Accordingly, it is intended by the appended claims to cover all modifications that fall within the true spirit and scope of the invention.

Claims

1. A method for controlling updating of a noise level estimate of an input speech signal, wherein a noise suppression technique uses an internal speech activity detector in a transmitter that performs the noise suppression technique on the input speech signal, the method comprising the steps of:

estimating a background noise floor of the input speech signal using an external speech activity detector outside of noise suppression techniques;

estimating a signal power of an input speech signal using an external speech activity detector;

obtaining a voice activity factor in an external voice activity detector based on a background noise floor estimate;

determining voice activity from the voice activity factor and a signal power estimate;

controlling updating of the noise amount estimate according to the determining step; and

the second estimating step comprises the step of integrating previous signal power estimates.

2. The method of claim 1, wherein the determining step further comprises the steps of: if the signal power estimate exceeds the background noise floor estimate, a slope factor is applied to the background noise floor estimate to form an updated noise floor estimate.

3. The method of claim 2, wherein the slope factor is approximately in the range of 2 to 8 decibels per second.

4. The method of claim 3 wherein the determining step further comprises the step of applying a voice activity factor to the updated noise floor estimate to produce a voice activity threshold estimate.

5. The method of claim 4, wherein the slope factor is approximately 8 decibels per second.

6. The method of claim 4, wherein the controlling step further comprises the steps of: the internal voice activity detector is allowed to update the noise amount estimate if the signal power estimate is greater than the voice activity threshold estimate.

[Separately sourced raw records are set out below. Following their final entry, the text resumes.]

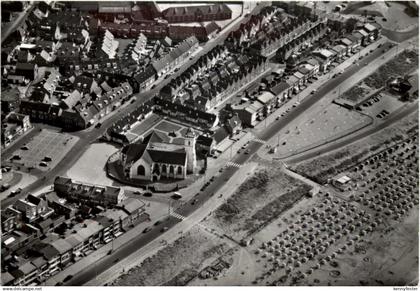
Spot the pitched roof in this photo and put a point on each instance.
(173, 157)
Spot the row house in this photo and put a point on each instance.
(304, 31)
(175, 56)
(291, 44)
(203, 32)
(152, 29)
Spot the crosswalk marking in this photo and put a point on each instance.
(260, 140)
(177, 215)
(232, 164)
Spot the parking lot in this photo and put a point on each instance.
(45, 150)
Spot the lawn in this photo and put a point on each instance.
(177, 263)
(47, 143)
(167, 126)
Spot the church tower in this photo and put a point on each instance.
(190, 139)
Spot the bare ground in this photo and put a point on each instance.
(177, 263)
(259, 200)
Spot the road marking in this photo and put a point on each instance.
(259, 140)
(232, 164)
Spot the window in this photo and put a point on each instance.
(140, 170)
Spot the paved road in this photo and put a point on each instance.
(354, 137)
(17, 22)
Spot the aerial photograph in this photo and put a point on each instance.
(224, 143)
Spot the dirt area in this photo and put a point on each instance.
(322, 168)
(90, 167)
(356, 93)
(261, 198)
(326, 125)
(178, 263)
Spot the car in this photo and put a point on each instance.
(43, 164)
(157, 222)
(68, 277)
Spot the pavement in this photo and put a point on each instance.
(18, 21)
(92, 134)
(129, 255)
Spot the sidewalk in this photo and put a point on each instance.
(322, 79)
(175, 232)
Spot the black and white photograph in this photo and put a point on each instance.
(209, 143)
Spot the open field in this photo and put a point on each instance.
(261, 198)
(178, 262)
(322, 168)
(236, 12)
(90, 167)
(401, 65)
(330, 123)
(47, 146)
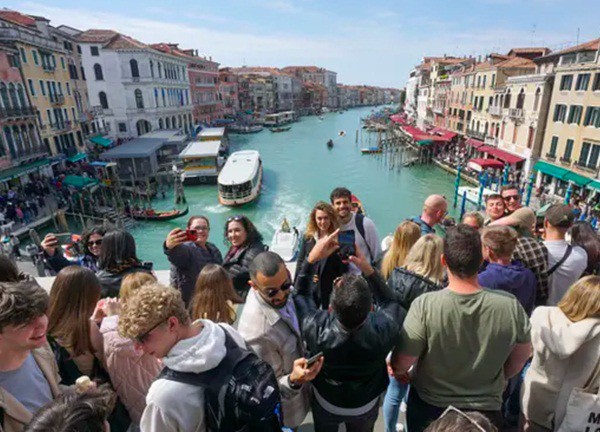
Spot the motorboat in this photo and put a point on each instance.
(285, 241)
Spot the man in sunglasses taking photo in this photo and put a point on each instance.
(270, 327)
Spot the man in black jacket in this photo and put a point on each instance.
(354, 340)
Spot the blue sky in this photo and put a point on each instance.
(372, 42)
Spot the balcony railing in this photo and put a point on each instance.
(8, 113)
(495, 110)
(515, 113)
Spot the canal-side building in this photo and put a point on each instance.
(43, 65)
(135, 87)
(21, 147)
(571, 145)
(204, 82)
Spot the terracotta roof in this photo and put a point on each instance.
(17, 18)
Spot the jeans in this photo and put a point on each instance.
(419, 414)
(328, 422)
(391, 404)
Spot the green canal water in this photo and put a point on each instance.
(299, 170)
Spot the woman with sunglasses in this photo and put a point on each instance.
(189, 251)
(92, 243)
(245, 243)
(322, 221)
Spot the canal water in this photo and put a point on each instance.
(299, 170)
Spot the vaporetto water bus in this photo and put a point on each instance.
(240, 179)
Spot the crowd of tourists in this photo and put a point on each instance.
(493, 326)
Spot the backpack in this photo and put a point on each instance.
(359, 219)
(241, 393)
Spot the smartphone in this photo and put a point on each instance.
(346, 239)
(191, 235)
(311, 361)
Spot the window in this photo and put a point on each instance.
(31, 87)
(553, 147)
(139, 99)
(568, 150)
(583, 81)
(103, 100)
(592, 117)
(560, 112)
(566, 82)
(585, 152)
(135, 72)
(575, 114)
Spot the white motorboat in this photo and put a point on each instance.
(285, 242)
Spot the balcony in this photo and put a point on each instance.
(495, 111)
(57, 99)
(516, 114)
(14, 113)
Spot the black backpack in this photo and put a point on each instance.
(241, 393)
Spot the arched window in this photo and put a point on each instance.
(521, 99)
(536, 100)
(103, 100)
(12, 93)
(21, 96)
(98, 72)
(135, 72)
(139, 99)
(4, 96)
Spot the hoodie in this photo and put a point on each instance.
(565, 355)
(172, 406)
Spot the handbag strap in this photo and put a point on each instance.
(562, 260)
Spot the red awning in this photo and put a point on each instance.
(481, 164)
(505, 156)
(474, 143)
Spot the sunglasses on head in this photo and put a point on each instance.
(144, 336)
(272, 292)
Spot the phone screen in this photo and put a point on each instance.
(346, 239)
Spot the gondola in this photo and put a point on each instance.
(157, 216)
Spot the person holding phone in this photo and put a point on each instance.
(353, 339)
(189, 251)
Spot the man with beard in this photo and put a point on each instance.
(270, 327)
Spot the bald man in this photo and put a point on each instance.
(435, 208)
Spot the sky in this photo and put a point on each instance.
(375, 42)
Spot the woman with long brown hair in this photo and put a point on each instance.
(214, 296)
(74, 337)
(405, 236)
(322, 221)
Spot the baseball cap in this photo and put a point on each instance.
(560, 215)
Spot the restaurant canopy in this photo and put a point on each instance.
(482, 164)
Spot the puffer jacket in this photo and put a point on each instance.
(131, 371)
(187, 261)
(407, 286)
(238, 263)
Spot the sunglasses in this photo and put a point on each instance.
(144, 336)
(462, 414)
(272, 292)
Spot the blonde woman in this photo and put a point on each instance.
(323, 221)
(405, 236)
(566, 351)
(214, 296)
(131, 371)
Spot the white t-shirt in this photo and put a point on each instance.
(567, 273)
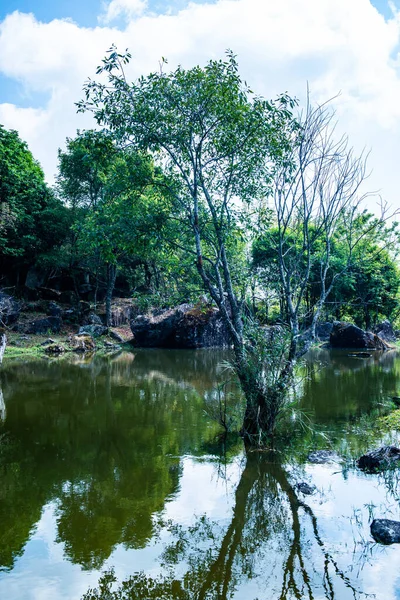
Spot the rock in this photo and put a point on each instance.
(347, 335)
(71, 315)
(305, 488)
(67, 297)
(83, 307)
(378, 460)
(111, 346)
(320, 457)
(94, 319)
(10, 309)
(41, 326)
(35, 278)
(185, 326)
(93, 330)
(385, 331)
(48, 341)
(54, 349)
(54, 310)
(323, 331)
(49, 293)
(385, 531)
(116, 336)
(82, 343)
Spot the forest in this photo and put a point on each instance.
(194, 189)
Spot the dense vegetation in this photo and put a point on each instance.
(194, 184)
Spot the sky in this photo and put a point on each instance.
(348, 47)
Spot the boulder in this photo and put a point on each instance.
(185, 326)
(94, 319)
(9, 309)
(385, 531)
(116, 336)
(35, 278)
(54, 349)
(385, 457)
(347, 335)
(93, 330)
(82, 343)
(385, 331)
(42, 326)
(53, 309)
(323, 331)
(321, 457)
(49, 293)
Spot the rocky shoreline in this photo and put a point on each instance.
(54, 327)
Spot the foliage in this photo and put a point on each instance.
(220, 145)
(32, 220)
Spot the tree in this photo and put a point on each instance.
(367, 287)
(315, 193)
(220, 144)
(115, 201)
(32, 220)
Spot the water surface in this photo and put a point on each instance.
(115, 462)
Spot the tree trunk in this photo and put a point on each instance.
(3, 344)
(111, 276)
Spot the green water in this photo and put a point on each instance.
(114, 462)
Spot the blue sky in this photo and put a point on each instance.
(86, 14)
(49, 48)
(83, 12)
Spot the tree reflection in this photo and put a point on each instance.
(101, 440)
(271, 528)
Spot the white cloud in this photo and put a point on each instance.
(122, 8)
(335, 45)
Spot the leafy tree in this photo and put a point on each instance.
(117, 202)
(220, 144)
(32, 220)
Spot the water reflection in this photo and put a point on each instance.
(104, 439)
(104, 443)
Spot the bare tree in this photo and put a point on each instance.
(317, 192)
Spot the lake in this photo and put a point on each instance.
(115, 462)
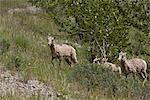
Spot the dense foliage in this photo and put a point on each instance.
(99, 20)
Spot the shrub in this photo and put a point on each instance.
(22, 42)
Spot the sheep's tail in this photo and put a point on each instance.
(74, 58)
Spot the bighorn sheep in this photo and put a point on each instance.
(60, 51)
(134, 65)
(108, 65)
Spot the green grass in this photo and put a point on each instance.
(29, 54)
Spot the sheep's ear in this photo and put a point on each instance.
(125, 53)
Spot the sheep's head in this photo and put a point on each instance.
(104, 60)
(122, 56)
(50, 40)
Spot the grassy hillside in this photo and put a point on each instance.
(24, 50)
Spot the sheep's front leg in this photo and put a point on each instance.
(52, 60)
(60, 62)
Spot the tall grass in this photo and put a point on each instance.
(24, 41)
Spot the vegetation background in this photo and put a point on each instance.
(123, 25)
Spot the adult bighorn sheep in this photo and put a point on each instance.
(60, 51)
(134, 65)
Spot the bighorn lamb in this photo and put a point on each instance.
(134, 65)
(60, 51)
(108, 65)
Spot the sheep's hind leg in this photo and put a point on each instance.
(52, 61)
(144, 76)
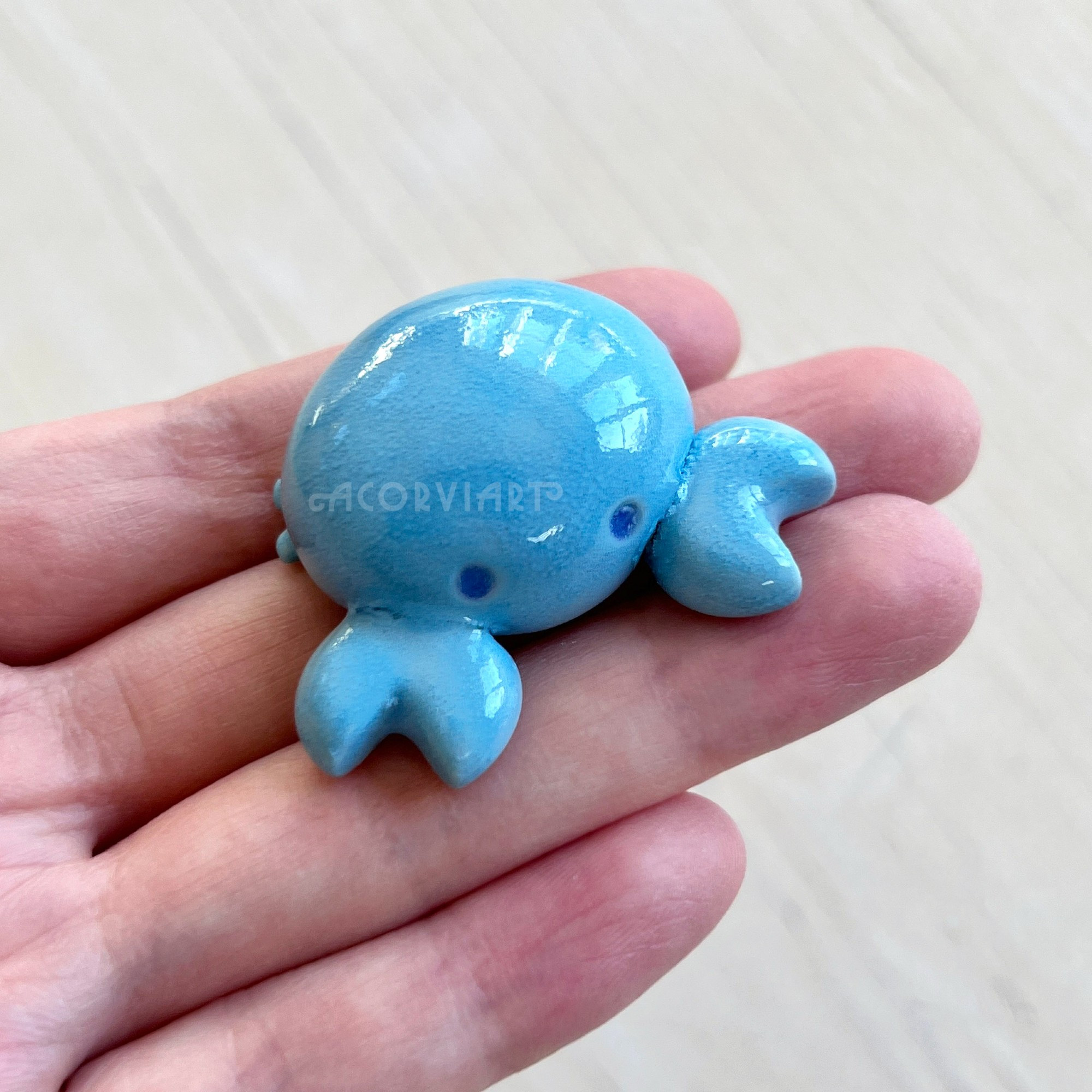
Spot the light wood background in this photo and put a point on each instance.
(192, 188)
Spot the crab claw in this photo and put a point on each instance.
(450, 689)
(718, 550)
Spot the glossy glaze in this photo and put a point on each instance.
(495, 459)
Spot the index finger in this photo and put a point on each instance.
(108, 517)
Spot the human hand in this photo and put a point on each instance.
(165, 845)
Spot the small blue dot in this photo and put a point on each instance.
(476, 583)
(624, 520)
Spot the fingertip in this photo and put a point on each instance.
(935, 411)
(917, 577)
(689, 315)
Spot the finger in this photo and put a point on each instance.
(105, 517)
(888, 420)
(690, 316)
(279, 864)
(481, 990)
(182, 698)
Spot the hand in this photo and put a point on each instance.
(165, 845)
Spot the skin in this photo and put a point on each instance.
(188, 904)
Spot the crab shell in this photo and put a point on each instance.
(498, 454)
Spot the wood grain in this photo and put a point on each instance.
(192, 189)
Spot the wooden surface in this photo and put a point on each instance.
(191, 189)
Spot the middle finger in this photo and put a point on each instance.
(278, 864)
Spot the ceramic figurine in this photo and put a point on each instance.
(496, 459)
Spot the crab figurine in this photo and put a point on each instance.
(496, 459)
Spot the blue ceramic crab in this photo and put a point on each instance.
(496, 459)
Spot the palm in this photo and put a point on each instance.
(159, 731)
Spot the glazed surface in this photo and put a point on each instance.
(501, 454)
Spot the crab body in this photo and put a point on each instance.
(493, 460)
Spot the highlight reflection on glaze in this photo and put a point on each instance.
(496, 459)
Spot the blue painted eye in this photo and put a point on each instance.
(624, 520)
(476, 583)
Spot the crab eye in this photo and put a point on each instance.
(625, 519)
(476, 583)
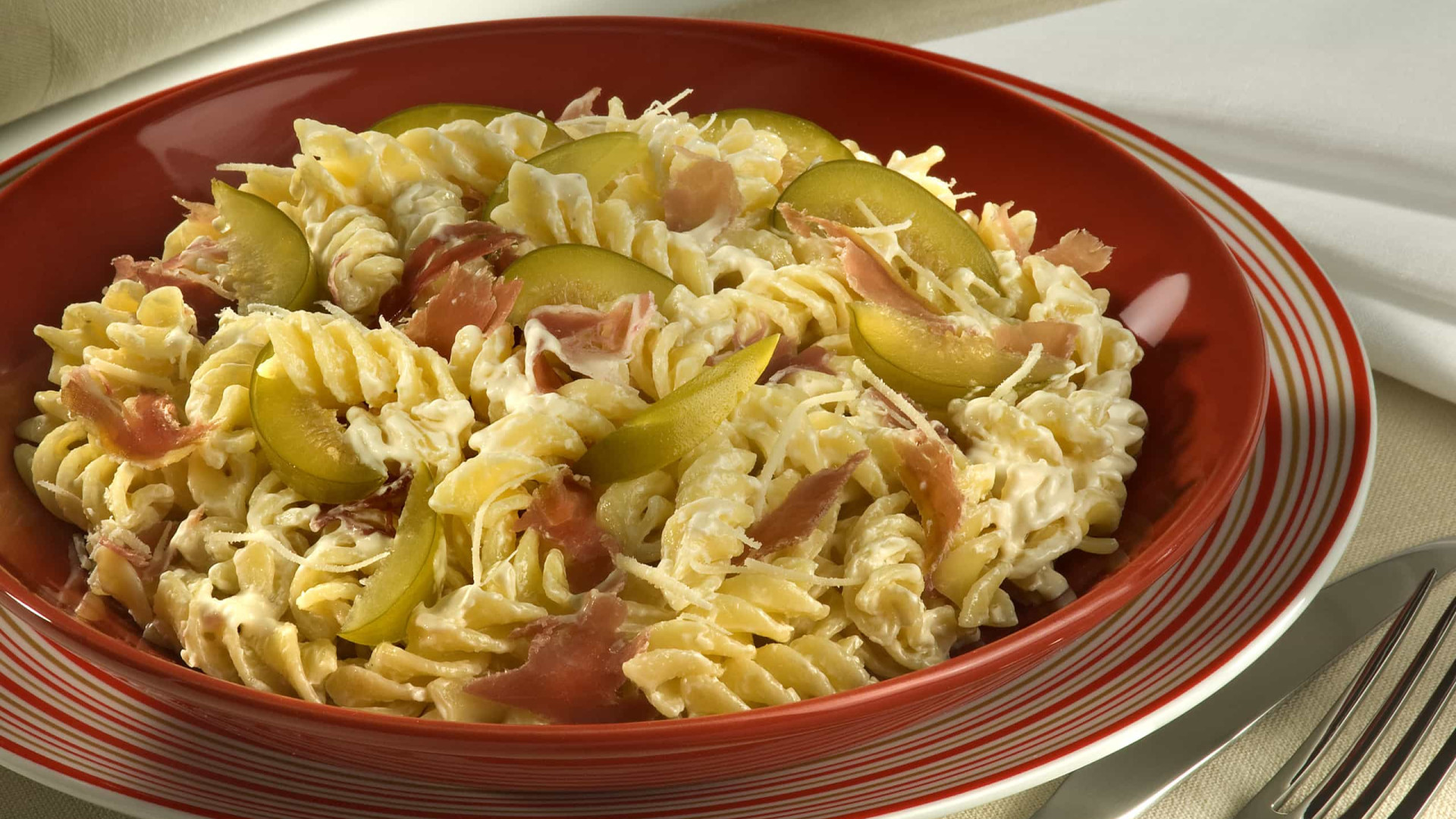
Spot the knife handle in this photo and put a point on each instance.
(1128, 781)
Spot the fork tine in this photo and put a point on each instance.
(1354, 694)
(1345, 774)
(1401, 755)
(1313, 748)
(1420, 795)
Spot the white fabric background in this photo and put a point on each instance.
(1332, 112)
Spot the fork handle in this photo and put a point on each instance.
(1430, 780)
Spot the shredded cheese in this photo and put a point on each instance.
(892, 395)
(478, 523)
(1009, 385)
(877, 226)
(781, 445)
(58, 491)
(278, 548)
(755, 566)
(679, 595)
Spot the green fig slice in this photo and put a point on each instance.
(937, 237)
(303, 439)
(807, 140)
(437, 114)
(930, 363)
(405, 577)
(582, 275)
(601, 158)
(682, 420)
(268, 259)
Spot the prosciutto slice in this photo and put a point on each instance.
(143, 428)
(573, 670)
(200, 290)
(801, 509)
(704, 191)
(565, 513)
(468, 297)
(1056, 338)
(433, 259)
(379, 512)
(865, 270)
(1081, 251)
(582, 107)
(928, 474)
(592, 343)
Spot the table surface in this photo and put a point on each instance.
(1413, 496)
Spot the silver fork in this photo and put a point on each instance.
(1273, 802)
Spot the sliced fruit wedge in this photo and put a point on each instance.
(934, 365)
(268, 259)
(601, 158)
(682, 420)
(937, 237)
(582, 275)
(405, 577)
(437, 114)
(807, 140)
(303, 439)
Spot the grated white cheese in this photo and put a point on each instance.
(781, 445)
(278, 548)
(679, 595)
(892, 395)
(755, 566)
(478, 523)
(58, 491)
(877, 226)
(1009, 385)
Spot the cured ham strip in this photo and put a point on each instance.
(143, 428)
(379, 512)
(1081, 251)
(565, 513)
(704, 191)
(1056, 338)
(928, 474)
(865, 270)
(200, 290)
(593, 343)
(573, 670)
(801, 509)
(468, 297)
(582, 107)
(433, 259)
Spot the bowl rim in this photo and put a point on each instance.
(1074, 620)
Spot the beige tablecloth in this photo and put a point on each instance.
(1413, 496)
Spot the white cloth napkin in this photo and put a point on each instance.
(1337, 115)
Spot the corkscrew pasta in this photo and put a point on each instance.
(846, 516)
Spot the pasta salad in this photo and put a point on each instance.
(485, 417)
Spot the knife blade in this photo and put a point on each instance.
(1128, 781)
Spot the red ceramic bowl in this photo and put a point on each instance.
(109, 193)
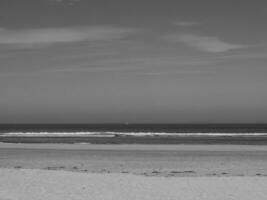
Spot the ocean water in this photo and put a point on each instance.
(135, 133)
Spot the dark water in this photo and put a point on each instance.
(232, 133)
(168, 128)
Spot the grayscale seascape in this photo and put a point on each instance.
(133, 100)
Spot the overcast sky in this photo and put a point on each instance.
(133, 61)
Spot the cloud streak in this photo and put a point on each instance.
(203, 43)
(48, 36)
(185, 23)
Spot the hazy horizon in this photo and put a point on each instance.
(125, 61)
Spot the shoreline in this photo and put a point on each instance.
(146, 160)
(49, 185)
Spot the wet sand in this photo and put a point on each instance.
(147, 160)
(132, 172)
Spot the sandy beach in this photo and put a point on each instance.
(49, 171)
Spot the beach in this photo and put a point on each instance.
(82, 171)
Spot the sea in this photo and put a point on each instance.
(135, 133)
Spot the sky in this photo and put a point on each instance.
(133, 61)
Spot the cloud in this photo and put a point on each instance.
(204, 43)
(48, 36)
(68, 2)
(185, 23)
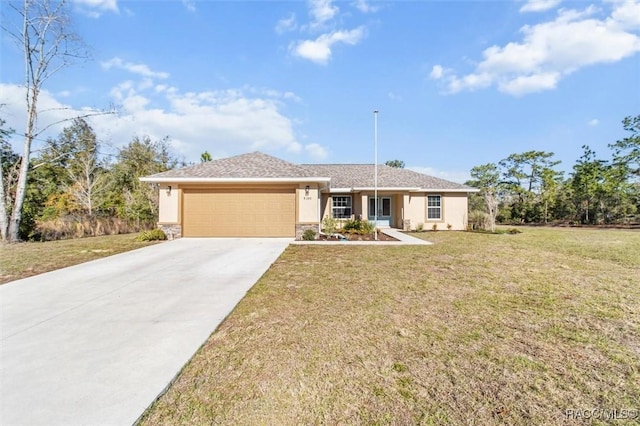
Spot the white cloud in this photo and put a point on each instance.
(140, 69)
(437, 72)
(222, 122)
(319, 50)
(453, 176)
(286, 24)
(539, 5)
(365, 7)
(316, 151)
(394, 96)
(525, 84)
(95, 8)
(321, 12)
(552, 50)
(190, 5)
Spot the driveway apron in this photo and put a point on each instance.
(96, 343)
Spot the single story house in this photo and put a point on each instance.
(257, 195)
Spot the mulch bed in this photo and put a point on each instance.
(358, 237)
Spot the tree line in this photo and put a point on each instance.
(75, 188)
(528, 188)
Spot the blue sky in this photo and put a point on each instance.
(457, 83)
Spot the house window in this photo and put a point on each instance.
(434, 207)
(342, 206)
(384, 206)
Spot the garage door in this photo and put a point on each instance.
(239, 213)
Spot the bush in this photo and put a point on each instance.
(352, 225)
(329, 225)
(358, 226)
(309, 235)
(152, 235)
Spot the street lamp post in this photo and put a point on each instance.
(375, 173)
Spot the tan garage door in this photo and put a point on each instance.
(239, 213)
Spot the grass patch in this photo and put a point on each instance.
(475, 329)
(23, 260)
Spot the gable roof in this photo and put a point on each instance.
(252, 166)
(259, 167)
(361, 176)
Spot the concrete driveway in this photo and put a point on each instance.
(95, 344)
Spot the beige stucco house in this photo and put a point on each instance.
(257, 195)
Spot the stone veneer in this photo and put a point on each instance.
(301, 227)
(172, 231)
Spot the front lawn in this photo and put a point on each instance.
(23, 260)
(475, 329)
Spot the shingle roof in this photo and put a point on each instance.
(246, 166)
(257, 165)
(362, 176)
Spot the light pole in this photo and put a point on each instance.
(375, 174)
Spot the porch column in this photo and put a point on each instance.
(365, 207)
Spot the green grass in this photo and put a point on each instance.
(23, 260)
(475, 329)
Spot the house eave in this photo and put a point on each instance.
(233, 180)
(398, 189)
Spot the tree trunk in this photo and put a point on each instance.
(4, 220)
(21, 186)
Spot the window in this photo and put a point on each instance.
(342, 206)
(384, 206)
(434, 207)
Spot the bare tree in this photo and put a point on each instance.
(487, 178)
(49, 45)
(89, 181)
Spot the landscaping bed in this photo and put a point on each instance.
(357, 237)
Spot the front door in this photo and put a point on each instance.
(384, 210)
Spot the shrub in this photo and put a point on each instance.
(309, 235)
(152, 235)
(358, 226)
(329, 225)
(352, 225)
(368, 227)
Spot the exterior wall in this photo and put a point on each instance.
(413, 210)
(172, 231)
(325, 205)
(454, 211)
(307, 205)
(301, 227)
(169, 205)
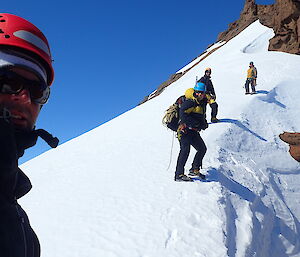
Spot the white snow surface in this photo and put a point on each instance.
(108, 193)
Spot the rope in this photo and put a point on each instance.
(171, 153)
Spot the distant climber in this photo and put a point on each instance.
(251, 79)
(206, 79)
(192, 113)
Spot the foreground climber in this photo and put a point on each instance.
(26, 74)
(192, 120)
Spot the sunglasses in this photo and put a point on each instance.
(13, 83)
(198, 92)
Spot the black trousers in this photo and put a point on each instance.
(191, 138)
(214, 110)
(252, 82)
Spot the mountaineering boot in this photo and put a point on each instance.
(183, 177)
(214, 120)
(196, 173)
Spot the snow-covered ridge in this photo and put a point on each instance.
(108, 193)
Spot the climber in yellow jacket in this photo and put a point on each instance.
(251, 79)
(192, 115)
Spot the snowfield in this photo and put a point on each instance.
(108, 193)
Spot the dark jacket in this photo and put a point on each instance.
(17, 239)
(209, 86)
(192, 113)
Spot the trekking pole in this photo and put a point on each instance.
(171, 151)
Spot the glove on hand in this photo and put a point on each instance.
(182, 128)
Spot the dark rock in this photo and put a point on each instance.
(293, 139)
(283, 17)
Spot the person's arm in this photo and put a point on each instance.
(8, 160)
(185, 118)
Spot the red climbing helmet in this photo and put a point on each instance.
(19, 33)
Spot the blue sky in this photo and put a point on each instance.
(108, 55)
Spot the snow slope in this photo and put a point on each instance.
(108, 193)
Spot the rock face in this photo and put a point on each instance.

7. The method of claim 1, wherein the determining step further comprises the steps of: the background noise floor estimate is made equal to the signal power estimate if the signal power estimate is less than the background noise floor estimate.

8. The method of claim 7 wherein the determining step further comprises the step of applying a voice activity factor to the background noise floor estimate to produce a voice activity threshold estimate.

9. The method of claim 8, wherein the controlling step further comprises the steps of: the noise amount estimate is updated if the signal power estimate is less than the voice activity threshold estimate.

10. The method of claim 1, wherein said step of integrating further comprises the step of applying a leaky integrator factor.

11. The method of claim 10, wherein the leaky integrator factor is approximately 0.9875.

12. A transmitter for transmitting a speech signal to a remote receiver, comprising:

an internal voice activity detector;

an intrinsic noise amount estimator coupled to the internal voice activity detector;

an external voice activity detector coupled to the noise floor estimator for controlling the updating of the noise floor estimator; and

said external voice activity detector applying a slope factor for producing said update of said noise floor associated with said voice signal, an

The external voice detector includes:

a signal power estimator for calculating a signal power estimate of the speech signal;

a noise floor estimator for estimating a noise floor of the speech signal independent of a speech activity state; and

a voice activity processor coupled to said signal power estimator and said noise floor estimator for controlling the updating of said noise quantity estimator.